Australian Post said during COVID packages were increasing but letters decreasing.
Australian Post said during COVID packages were increasing but letters decreasing.

Changes to our post has MP seeing red

THE changes to Australia Post's delivery services has been slammed by Richmond MP as hurting vulnerable seniors in the Tweed.

Under the temporary changes because of COVID-19, the region's residents will see the end of daily letter deliveries.

Plans to deliver letters every two or three days instead were locked down in the senate this week.

Ms Elliot was part of an unsuccessful Labor move to block the changes.

"Many seniors are not on the internet and they instead rely on the mail for their letters, cards and bills and now, due to Government cuts, they'll be waiting longer for important correspondence," she said.

"The fact is the mail is often a lifeline for our seniors.

"These changes will affect everyone who relies on Australia Post.

"It's up to the Morrison Government to explain why local residents will now have to wait longer to get a birthday card, a letter or a bank statement in the mail."

 

Richmond MP Justine Elliot
Richmond MP Justine Elliot

 

In a media statement earlier this month, Australia Post said parcel volumes were increasing as customers and businesses adapt to online buying and home delivery.

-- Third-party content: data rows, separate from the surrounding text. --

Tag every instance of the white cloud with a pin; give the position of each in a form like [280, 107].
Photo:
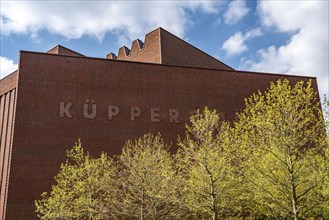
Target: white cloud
[7, 66]
[73, 19]
[236, 11]
[235, 45]
[306, 53]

Meanwhile, they claim letter numbers have fallen.

Until June 30 next year, priority letters will be processed and delivered as regular letters.

An adjustment to the minimum delivery frequency of letters in metropolitan areas, including the Tweed, from every business day to every second business day.

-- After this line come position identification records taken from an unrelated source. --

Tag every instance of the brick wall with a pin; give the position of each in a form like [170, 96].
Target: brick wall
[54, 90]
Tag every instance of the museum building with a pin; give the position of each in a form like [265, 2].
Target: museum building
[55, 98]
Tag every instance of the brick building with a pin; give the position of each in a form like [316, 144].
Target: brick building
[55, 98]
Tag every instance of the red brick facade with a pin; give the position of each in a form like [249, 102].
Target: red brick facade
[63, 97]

For example, letters will be delivered to a particular address on a Monday, Wednesday and Friday one week, then Tuesday and Thursday the following week.

There is no change to delivery frequency in rural or remote areas.

Express Post items, parcels and PO Box mail will continue to be delivered every business day, regardless of location.

It is understood intrastate letters will now take a minimum of seven full days to arrive, up from a previous minimum of three business days.

State Member for Tweed Geoff Provest said he would not be supportive of anything that harmed postal workers or those relying on the mail.

He said he wouldn't support anything detrimental to the wider community but needed to investigate the matter further.